6 – Carbon Monoxide. Wood stoves, kerosene heaters and lamps, fireplaces, furnaces, gas water heaters and gas stoves can produce invisible but deadly carbon monoxide in homes. The simple solution is for the home buyer to install a carbon monoxide detector, usually costing $25 to $40.

7 – Well Water Tests. If the house you are considering for purchase is not on a public community water service system, be sure to include a contingency in your purchase offer for a test of the well’s water quality. If the lead level is high, the cause might be the water or the home’s plumbing system.

8 – Septic System. When a home is not connected to a public sewer system, the house probably has a septic system, sometimes called a “cesspool.” These systems usually work very well if the soil is suitable. The home where I grew up in Minnesota had one and once in over 20 years did it cause any problems when it had to be pumped out by Roto-Rooter. However, septic system inspection is another contingency to be added to the list if the home to be purchased is not connected to a public sewer.

9 – High-Voltage Power Lines. If high-voltage power lines adjoin the property, consider that a negative factor. Although the evidence is inconclusive, if high-voltage power lines cause cancer and other serious illnesses, they certainly don’t benefit good health for nearby residents. More important, the presence of high-voltage power lines near a home hurts the resale value and doesn’t enhance the desirability of the residence. If you are considering purchase of a home close to high-voltage power lines, be sure you receive a huge discount from the market value of nearby comparable residences away from the power lines.
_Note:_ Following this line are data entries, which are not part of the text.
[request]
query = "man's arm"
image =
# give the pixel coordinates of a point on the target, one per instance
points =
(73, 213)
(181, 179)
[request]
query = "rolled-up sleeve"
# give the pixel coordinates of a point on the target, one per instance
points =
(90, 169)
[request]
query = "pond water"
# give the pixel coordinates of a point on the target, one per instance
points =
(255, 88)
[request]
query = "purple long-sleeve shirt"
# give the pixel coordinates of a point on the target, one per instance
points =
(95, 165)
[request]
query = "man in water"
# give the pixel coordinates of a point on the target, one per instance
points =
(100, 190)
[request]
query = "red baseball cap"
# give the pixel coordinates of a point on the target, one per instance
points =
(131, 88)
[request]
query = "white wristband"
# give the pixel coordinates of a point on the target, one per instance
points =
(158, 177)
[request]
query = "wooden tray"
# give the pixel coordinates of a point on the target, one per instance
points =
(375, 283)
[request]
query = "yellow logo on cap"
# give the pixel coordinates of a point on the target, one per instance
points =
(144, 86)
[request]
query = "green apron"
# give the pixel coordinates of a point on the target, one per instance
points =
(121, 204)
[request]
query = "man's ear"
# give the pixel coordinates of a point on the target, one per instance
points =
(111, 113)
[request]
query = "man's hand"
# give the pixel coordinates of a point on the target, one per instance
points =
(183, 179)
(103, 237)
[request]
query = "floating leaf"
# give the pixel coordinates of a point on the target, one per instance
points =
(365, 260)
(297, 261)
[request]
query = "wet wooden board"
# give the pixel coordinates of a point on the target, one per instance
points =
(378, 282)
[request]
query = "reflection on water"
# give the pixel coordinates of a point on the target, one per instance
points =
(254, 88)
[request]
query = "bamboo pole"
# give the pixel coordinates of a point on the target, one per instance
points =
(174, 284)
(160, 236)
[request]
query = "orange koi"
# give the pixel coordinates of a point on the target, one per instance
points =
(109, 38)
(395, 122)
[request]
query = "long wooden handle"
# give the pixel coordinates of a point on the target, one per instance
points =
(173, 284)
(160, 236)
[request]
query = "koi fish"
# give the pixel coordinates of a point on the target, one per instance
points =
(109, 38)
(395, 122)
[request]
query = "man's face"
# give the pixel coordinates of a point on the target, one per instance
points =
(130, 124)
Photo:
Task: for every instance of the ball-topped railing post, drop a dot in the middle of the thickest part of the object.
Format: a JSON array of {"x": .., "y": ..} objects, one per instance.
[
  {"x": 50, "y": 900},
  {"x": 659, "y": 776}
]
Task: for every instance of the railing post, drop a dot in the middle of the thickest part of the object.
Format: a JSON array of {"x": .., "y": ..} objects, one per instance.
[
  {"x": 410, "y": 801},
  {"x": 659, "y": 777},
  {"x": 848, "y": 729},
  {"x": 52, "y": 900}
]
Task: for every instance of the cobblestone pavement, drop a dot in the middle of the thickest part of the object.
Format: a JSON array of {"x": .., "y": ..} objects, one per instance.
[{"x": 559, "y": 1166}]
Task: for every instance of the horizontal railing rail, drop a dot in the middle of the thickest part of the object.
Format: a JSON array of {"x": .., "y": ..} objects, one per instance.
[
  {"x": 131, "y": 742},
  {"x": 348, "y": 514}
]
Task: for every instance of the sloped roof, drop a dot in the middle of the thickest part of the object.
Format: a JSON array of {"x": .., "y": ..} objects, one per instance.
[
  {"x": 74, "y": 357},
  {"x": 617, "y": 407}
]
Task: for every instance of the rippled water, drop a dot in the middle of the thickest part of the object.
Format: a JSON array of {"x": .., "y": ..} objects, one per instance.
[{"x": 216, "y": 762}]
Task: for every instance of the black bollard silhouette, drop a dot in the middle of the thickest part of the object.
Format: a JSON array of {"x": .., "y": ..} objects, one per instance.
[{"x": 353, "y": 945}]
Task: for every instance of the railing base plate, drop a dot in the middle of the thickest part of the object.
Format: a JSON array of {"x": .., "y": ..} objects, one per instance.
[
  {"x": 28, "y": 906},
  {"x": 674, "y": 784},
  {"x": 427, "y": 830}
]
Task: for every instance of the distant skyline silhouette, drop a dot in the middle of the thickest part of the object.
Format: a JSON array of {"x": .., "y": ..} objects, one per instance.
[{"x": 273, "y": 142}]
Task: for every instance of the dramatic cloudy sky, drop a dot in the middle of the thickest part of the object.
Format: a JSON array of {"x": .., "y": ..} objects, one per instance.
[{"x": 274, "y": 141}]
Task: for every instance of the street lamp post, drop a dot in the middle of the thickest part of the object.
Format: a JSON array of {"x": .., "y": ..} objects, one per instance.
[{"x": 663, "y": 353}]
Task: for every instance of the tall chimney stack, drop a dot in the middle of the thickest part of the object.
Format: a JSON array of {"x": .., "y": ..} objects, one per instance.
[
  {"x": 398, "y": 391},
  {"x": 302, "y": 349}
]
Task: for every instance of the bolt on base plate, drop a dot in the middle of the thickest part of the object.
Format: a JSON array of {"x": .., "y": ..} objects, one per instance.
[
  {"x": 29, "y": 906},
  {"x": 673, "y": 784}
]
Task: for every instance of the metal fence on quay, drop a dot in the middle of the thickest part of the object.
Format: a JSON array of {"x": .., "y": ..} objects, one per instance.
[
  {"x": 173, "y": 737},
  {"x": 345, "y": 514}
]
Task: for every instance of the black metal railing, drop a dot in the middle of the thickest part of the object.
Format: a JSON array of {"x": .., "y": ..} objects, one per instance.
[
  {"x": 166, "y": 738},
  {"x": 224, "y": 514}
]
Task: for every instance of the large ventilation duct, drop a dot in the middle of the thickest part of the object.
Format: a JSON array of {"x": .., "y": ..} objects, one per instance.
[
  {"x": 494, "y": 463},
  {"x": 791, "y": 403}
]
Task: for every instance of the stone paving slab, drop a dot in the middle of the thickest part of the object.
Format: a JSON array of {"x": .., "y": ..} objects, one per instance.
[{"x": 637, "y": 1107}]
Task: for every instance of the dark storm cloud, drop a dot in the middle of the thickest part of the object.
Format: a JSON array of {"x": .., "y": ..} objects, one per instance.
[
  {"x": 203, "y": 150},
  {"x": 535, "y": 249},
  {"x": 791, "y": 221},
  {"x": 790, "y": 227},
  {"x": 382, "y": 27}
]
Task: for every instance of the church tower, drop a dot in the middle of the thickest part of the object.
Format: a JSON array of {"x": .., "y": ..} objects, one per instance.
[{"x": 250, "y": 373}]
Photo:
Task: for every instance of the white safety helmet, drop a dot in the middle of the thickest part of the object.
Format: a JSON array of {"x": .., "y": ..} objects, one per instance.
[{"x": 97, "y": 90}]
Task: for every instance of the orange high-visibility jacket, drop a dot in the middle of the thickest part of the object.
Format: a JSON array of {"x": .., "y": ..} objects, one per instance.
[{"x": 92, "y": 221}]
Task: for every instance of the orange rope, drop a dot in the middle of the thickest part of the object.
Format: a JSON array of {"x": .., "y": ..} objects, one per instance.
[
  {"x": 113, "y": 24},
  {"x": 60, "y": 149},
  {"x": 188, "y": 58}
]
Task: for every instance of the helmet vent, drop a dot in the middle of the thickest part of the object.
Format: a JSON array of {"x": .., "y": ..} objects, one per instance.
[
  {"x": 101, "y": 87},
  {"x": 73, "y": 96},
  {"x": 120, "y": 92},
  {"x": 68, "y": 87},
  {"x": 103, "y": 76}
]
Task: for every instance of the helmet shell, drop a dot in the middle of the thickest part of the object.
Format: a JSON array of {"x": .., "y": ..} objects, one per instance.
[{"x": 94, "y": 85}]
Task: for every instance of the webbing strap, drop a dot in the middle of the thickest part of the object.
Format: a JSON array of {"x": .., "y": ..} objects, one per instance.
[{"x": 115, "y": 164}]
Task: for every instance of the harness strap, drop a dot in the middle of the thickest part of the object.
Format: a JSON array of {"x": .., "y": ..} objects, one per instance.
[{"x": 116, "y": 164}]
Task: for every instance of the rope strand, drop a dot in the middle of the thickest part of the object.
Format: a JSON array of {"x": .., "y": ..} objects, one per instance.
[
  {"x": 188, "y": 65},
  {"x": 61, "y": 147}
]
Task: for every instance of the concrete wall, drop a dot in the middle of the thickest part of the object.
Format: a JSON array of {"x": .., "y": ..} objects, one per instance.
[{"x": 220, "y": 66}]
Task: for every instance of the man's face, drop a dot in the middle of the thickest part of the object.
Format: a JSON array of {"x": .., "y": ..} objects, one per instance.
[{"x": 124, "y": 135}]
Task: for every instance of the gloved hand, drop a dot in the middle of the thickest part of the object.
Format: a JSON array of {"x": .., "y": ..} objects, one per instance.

10 – Additional Negative Influences. I could go on with a list of negative influences that contribute to a bad house. Busy street traffic, poor location, high crime rate, bad-quality schools, lack of public transportation, poor floor plan, inadequate or dangerous wiring, galvanized plumbing, an old furnace, no air conditioning (except in Alaska!) and leaky gutters are just some of the detriments that can cause a bad house. Fortunately, most of these potential problems are either obvious or will be noted by your professional home inspector after your purchase offer is accepted by the seller so you can cancel the purchase if the defect is serious.

CONCLUSION: No new or resale home is perfect. Even brand-new houses have their flaws. Buying a house is a series of compromises. Some homes have defects that are acceptable. Other homes have serious problems that should cause rejection, such as being located on or near the site of a toxic waste dump – remember the infamous Love Canal? The key to avoidance of buying a “bad house” is to learn everything possible about the house before purchase, including a contingency for a professional inspection report, and then deciding whether to proceed with the purchase.